Though she is futzing with her mink shawl and holding tightly to her character’s facial tics, something in her physicality begins to shift to stillness. Something in her voice shifts from caricature to something else. Something in Kathy Najimy draws the entire house close into her wide, misty eyes. We’re listening closer than we thought would be asked of us this evening, having already settled into an hour of sketch comedy and tampon jokes.

This comedy just became a drama. Is she setting us up for a laugh? But Najimy’s performance only seems to be getting stranger, retreating further with every line from simply telling us a story, a story we swore we had already heard. She is no longer walking us through an anecdote in the past tense, but experiencing something in the present. She goes from relaying the dialogue from her nephew Michael to channeling him, giving him a voice, pausing after his lines for a response.

“So what you are telling me then, Michael, is that you are a homosexual?”

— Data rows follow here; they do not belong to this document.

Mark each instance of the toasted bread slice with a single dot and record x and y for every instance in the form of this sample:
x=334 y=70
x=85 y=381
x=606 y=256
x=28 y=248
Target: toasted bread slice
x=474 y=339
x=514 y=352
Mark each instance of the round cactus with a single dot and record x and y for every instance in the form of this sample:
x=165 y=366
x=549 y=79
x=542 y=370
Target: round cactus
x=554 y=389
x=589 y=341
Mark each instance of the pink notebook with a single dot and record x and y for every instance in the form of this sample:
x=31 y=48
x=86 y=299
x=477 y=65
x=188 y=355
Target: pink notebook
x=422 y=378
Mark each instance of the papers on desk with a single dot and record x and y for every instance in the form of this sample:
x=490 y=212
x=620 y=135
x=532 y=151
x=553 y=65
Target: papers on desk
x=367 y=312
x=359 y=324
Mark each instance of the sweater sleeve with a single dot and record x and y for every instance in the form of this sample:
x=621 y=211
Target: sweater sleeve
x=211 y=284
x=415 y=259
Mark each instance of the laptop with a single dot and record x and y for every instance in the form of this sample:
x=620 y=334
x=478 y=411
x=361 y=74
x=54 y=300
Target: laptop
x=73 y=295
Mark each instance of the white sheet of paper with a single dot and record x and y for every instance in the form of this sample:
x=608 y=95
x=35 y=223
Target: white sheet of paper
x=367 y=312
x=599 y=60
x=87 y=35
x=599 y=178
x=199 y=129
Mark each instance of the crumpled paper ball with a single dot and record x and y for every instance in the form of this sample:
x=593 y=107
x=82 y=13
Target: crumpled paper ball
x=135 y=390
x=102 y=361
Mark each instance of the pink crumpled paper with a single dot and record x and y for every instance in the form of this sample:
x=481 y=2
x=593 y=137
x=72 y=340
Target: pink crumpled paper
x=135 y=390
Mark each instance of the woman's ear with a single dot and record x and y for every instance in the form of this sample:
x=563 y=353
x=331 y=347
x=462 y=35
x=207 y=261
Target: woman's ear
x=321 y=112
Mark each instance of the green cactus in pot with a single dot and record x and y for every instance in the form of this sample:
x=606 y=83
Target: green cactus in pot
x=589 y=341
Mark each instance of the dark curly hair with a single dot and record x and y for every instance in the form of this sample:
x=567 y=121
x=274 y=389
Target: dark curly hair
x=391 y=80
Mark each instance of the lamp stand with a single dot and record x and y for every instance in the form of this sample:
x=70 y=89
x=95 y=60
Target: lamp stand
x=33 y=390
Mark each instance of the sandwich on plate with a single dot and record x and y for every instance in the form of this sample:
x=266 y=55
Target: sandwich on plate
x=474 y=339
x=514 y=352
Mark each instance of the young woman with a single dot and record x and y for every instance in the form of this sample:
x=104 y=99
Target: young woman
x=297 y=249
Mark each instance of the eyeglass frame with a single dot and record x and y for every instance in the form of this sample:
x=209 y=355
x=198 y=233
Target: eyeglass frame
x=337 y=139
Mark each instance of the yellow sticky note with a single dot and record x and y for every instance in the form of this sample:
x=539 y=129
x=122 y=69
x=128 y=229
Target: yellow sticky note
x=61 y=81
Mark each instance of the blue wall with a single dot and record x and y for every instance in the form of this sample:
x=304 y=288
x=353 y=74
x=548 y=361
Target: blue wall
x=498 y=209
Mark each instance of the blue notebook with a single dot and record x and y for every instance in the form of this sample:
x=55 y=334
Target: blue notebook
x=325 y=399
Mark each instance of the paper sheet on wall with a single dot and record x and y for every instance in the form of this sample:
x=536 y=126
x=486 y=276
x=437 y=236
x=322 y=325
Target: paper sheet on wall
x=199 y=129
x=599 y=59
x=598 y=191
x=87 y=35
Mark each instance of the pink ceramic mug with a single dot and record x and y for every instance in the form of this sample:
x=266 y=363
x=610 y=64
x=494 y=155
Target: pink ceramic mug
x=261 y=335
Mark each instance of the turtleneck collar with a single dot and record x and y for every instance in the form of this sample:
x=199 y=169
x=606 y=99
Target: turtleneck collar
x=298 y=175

“Yes, I am. Please, Aunt Maddie. Please don’t hate me.”

“Hate you? I’d never ever hate you. Michael, I love you.”

The transcript on its own might have been cut from a made-for-television movie from the same year.

And still, it all manages to feel like a surprise. Oh, this is not a familiar story to her. Oh, she understands how hard this is for him to say. Oh she is not setting us up for a joke. This is not a comedy anymore, but something else. And so, in a theater in San Francisco, as the AIDS crisis has reached full-tilt madness, two years before Congress passes a bill prohibiting gays and lesbians from serving in the military, five years before Congress passes a bill defining marriage as between a man and a woman, Kathy Najimy looks directly into our eyes and says, “Alright, honey. This is my new dream for you: you met someone you love. You are happy.” And whether the ’90s were ready to admit it or not, they could never pretend to be the same. Something in the air had shifted; from the way things had been to the way things ought to be.

Shame on you, Kirstie Alley. May you gain it all back.